One-Eyed Jacks Owned by Ben Horne and run by madam Blackie O’Reilly (Victoria Catlin), this casino was best known for peddling drugs and hookers and, most importantly, for being one of the last places its young employee Laura Palmer was seen alive.
Project Blue Book Agent Cooper was briefed on this real-life 1950s–1960s secret probe into UFOs conducted by the U.S. government, which he was told included activity around the perimeter of Twin Peaks—hence all the ghostly goings-on.
Queen of Diamonds The famous playing-card royal served as inspiration for Audrey’s outfit at One-Eyed Jacks on her first night as a new hostess…which almost ends with Audrey’s being “broken in” by the owner, who is (gasp) her father!
Roadhouse The show’s biker bar hosted several clandestine rendezvous, as well as Cooper’s meeting with the Giant (the main figure in Cooper’s many dream states), the ill-fated Miss Twin Peaks pageant and musical performances by Julee Cruise’s ethereal house chanteuse (who also sings Peaks’ main theme, “Falling”).
Silent curtain runners High-strung town weirdo Nadine (Wendy Robie) served as its resident inventor too, including this unusual solution for the screech heard when opening draperies.
TV Guide Magazine Twin Peaks placed No. 20 in our 2004 countdown of TV’s Top 25 Cult Shows. (Yes, we know it should have been higher!)
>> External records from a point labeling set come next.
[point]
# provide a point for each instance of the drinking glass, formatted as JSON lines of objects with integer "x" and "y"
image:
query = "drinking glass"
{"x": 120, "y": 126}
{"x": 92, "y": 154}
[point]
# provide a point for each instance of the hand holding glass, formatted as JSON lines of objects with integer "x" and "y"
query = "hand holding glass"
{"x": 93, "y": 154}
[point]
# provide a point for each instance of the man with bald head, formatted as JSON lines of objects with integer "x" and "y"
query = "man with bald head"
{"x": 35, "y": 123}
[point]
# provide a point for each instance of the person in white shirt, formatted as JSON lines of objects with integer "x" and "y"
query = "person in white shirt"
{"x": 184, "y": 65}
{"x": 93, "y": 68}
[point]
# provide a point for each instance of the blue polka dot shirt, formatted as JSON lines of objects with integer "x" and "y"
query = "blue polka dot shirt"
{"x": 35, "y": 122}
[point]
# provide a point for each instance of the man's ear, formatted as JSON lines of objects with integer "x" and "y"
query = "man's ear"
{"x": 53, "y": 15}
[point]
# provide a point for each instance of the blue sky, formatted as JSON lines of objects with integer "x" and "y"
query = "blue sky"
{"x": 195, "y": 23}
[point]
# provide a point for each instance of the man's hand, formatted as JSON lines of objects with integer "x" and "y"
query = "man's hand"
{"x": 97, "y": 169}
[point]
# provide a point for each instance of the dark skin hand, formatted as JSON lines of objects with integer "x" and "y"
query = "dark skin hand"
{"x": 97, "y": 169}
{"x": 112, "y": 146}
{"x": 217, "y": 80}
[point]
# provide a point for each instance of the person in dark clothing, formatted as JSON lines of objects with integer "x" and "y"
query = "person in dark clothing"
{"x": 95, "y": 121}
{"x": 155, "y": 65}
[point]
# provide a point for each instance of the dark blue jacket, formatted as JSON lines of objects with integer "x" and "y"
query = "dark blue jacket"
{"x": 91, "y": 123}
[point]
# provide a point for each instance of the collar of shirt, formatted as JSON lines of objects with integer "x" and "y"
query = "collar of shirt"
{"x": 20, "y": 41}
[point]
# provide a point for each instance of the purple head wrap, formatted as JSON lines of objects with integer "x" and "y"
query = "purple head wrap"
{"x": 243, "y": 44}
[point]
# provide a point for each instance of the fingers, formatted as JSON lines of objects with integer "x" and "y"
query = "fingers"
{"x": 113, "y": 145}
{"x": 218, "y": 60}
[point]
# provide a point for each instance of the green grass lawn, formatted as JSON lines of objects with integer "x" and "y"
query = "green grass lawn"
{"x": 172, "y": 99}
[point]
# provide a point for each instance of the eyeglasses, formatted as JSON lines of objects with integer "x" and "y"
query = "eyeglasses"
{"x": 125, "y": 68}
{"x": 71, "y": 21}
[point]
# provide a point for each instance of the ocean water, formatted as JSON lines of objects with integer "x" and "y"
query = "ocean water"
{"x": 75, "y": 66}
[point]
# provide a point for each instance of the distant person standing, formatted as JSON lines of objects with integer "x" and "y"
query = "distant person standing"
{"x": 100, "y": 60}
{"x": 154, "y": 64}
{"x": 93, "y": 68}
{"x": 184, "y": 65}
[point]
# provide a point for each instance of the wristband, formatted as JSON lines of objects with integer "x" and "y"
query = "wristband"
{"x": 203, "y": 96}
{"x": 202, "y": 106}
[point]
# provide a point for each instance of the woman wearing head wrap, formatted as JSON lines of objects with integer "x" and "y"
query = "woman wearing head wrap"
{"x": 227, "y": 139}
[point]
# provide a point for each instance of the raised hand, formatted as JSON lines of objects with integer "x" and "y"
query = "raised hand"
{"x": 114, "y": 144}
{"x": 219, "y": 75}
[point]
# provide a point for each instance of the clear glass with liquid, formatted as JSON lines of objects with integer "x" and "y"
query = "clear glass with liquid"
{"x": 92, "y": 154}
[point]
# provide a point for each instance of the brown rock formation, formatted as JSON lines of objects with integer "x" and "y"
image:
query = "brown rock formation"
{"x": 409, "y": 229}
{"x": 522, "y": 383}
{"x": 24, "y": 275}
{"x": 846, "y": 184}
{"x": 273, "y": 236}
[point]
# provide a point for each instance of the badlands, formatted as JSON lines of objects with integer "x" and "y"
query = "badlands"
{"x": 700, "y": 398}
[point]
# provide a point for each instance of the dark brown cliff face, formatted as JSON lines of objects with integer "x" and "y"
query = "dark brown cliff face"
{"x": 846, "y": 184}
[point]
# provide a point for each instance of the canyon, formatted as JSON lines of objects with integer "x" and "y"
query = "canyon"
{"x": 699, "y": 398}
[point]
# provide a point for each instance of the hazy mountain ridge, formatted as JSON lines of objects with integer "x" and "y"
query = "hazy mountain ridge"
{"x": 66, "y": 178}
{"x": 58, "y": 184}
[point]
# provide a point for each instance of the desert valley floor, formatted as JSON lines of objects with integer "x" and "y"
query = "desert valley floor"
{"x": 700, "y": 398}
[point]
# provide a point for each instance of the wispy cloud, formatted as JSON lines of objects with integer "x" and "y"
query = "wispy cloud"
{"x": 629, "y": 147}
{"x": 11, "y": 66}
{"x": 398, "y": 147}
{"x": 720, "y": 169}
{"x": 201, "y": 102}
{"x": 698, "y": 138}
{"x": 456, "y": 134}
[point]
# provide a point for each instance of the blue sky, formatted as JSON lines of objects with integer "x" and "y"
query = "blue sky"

Uproar What happened when fans didn’t find out who killed Laura in the Season 1 finale or even the Season 2 premiere. BOB’s deadly deed was finally revealed in the November 10, 1990, episode, but by then, the low ratings proved more lethal than he was.
Violence Despite the fact the primetime show was on a broadcast network shackled with standards-and-practices regulations, eyebrows were routinely raised for its unflinching portrayals of domestic abuse, electroshock torture and, indelibly, the signature image of Laura Palmer nestled in a body bag.
Wrapped in Plastic This same image in the show inspired the title of rocker/devoted fan Marilyn Manson’s 1994 song about dysfunction, which also samples Laura’s screams from the series finale. A meta treat for fans.
X-Files Before the truth was out there, David Duchovny (left)—then dating actress Robertson, who plays baby-voiced police secretary Lucy—made his television debut portraying trans FBI agent Denise Bryson.
Yamaguchi, Fumio The actor credited with playing Season 2’s mysterious Japanese real estate investor “Mr. Tojamura” turned out to be a fake! All along, it was series regular Piper Laurie’s believed-to-be-dead Catherine in full-on Mission: Impossible–level disguise. Had us fooled!
Zen It proved to be the preferred mental state of dogged crime fighter Agent Cooper, whether he was calmly dictating into his prized tape recorder or hanging upside down to meditate. Will he still be as cool 25 years later?